Best Waste, Feminine Colons & Wacky World


Best Waste of Money This Month

Someone please to explain how the following research can benefit humankind. I will post interesting replies, and the reader with the best explanation will win a CNBC cap (I know I have one around here somewhere).

Common Fruit Fly

A group of researchers has determined that fruit flies have free will. It's comforting to know, I guess. How did the scientists figure this out? They put the flies in a uniformly-white environment, and then tethered their legs and watched them move. ("Marge, what does your son do?" "Oh, he's at the University of Hamburg tethering fruit fly legs to determine if flies have free will." "That's nice.") How do you even tether a fly's leg? You'll see on the link below.

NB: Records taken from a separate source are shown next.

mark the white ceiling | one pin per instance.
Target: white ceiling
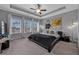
(49, 7)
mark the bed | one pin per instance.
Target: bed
(44, 40)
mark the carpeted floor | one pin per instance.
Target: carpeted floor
(26, 47)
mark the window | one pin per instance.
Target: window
(31, 26)
(15, 24)
(27, 24)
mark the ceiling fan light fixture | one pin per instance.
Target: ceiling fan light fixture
(38, 10)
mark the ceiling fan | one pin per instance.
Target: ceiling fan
(38, 9)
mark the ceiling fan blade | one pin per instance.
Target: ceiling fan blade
(43, 10)
(40, 13)
(38, 6)
(32, 8)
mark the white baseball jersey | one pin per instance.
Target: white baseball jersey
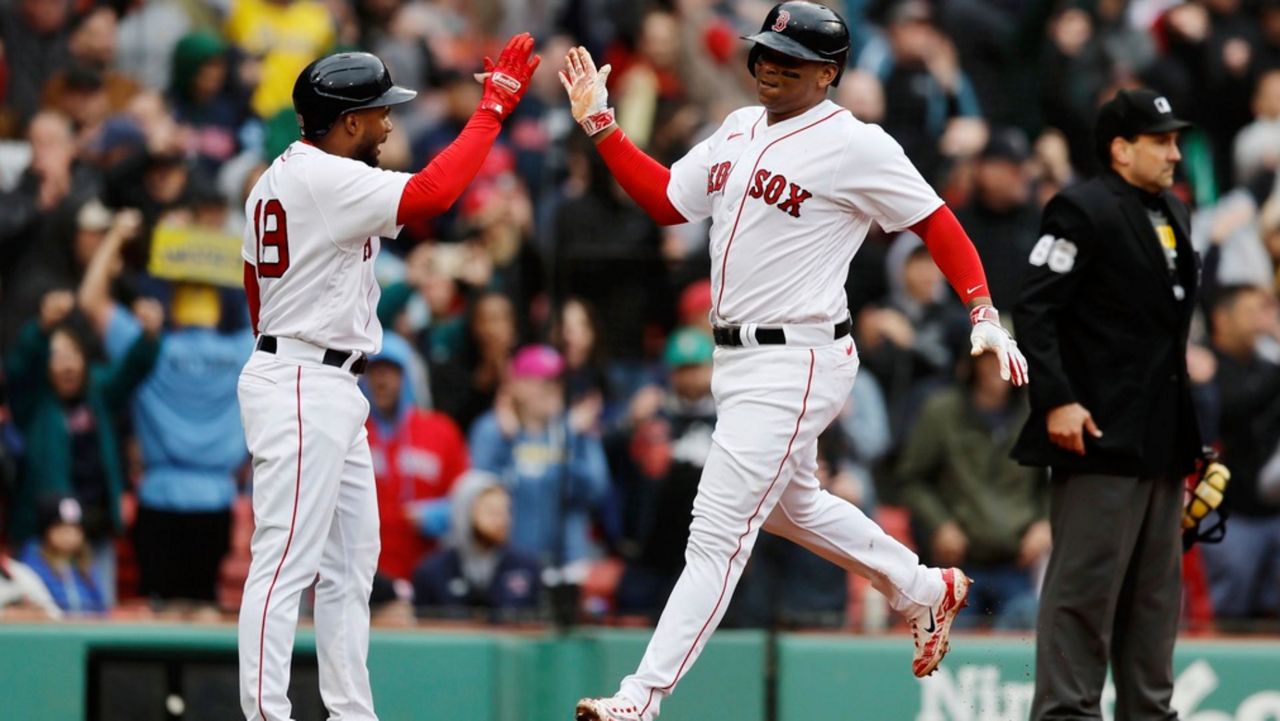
(312, 233)
(790, 204)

Anyhow, researchers thought that in the white room... with black curtains (kidding, a little Clapton humor there), the flies would move randomly. But they didn't. Okay, what I just told you in English is described below by the scientists themselves: "Naively, if the production of torque spikes in our featureless or uniform environment were due to random noise in the Drosophila brain or from any uncontrollable input, the time intervals between spikes (inter-spike interval, ISI) should reflect this stochasticity, much like the hiss of static from a radio between stations."

But the movements weren't random, they weren't like the "hiss of static." So the scientists ran through a host of computer models and finally figured out the flies are choosing where to turn.

The "groundbreaking study" is reported in the latest issue of an online journal called PloS ONE. The lead author, Alexander Maye of the University of Hamburg, says, "I would have never guessed that simple flies who otherwise keep bouncing off the same window have the capacity for nonrandom spontaneity if given the chance." And I would have never guessed you'd care.

Here's more details -- and a video of a tethered fly.

Best Press Release Headline

"Women Have Colons, Too"

And here I thought we only had semi-colons. ;)

It's a Wacky World

I went to Africa in January with a church group to help at some rescue centers for abandoned babies. Yeah, aren't I special? (By the way, if you'd actually like to help, look here. I've seen the operations, and they are first rate).

That's not the point I'm making here. The point is… well… it's a funny world. A couple weeks ago, I emailed one of the Kenyan missionaries running a New Life Home to say I'd done a story on the horse that won America's most famous horse race, the Kentucky Derby, and the horse is probably worth $30 million. He thinks I made that up.

Now I'm emailing him about how a painting by Andy Warhol about a car crash has sold for $71 million. He will think I'm telling a joke again. I'm wondering if it's safe to tell him that the domain name just sold for $9.5 million, the second most expensive domain name ever, behind…, which sold for more than $11 million last year. Nah. He'd never believe me.